Henry Travers made two trips to the Chatham Islands, where he collected important plant, bird and insect specimens, together with lizards, rock samples, whale bones, and Moriori artefacts. The first trip was funded by his father, W.T. L Travers, in 1864. The second trip was in 1871, and was possibly on behalf of the Colonial Museum.
In 1869 he married Ida Smith of Christchurch, and they had five children. Travers collected extensively from the Nelson Province and possibly purchased bird specimens from Nelson taxidermists.
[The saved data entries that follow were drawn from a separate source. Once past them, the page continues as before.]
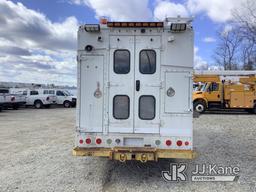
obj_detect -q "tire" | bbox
[63,101,71,108]
[13,104,19,110]
[45,105,50,109]
[253,104,256,114]
[34,100,43,109]
[193,100,206,113]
He made trips to Stephens Island in search of the then just-extinct Lyall's wren in February and December 1895 and again in 1903, to the subantarctic islands, and many other places.
Lyall's wren (Traversia lyalli) and the black robin (Petroica traversi) were named after Henry Travers.
Travers seems to have failed as a lawyer and lost his practise by 1900. He was appointed Curator of the Newtown Museum on 10 November 1913 but was dismissed some time in 1915. He died in 1928, and his wife Ida died in 1937, apparently bequeathing his large remaining collection of birds to the Dominion Museum (accessioned in 1944).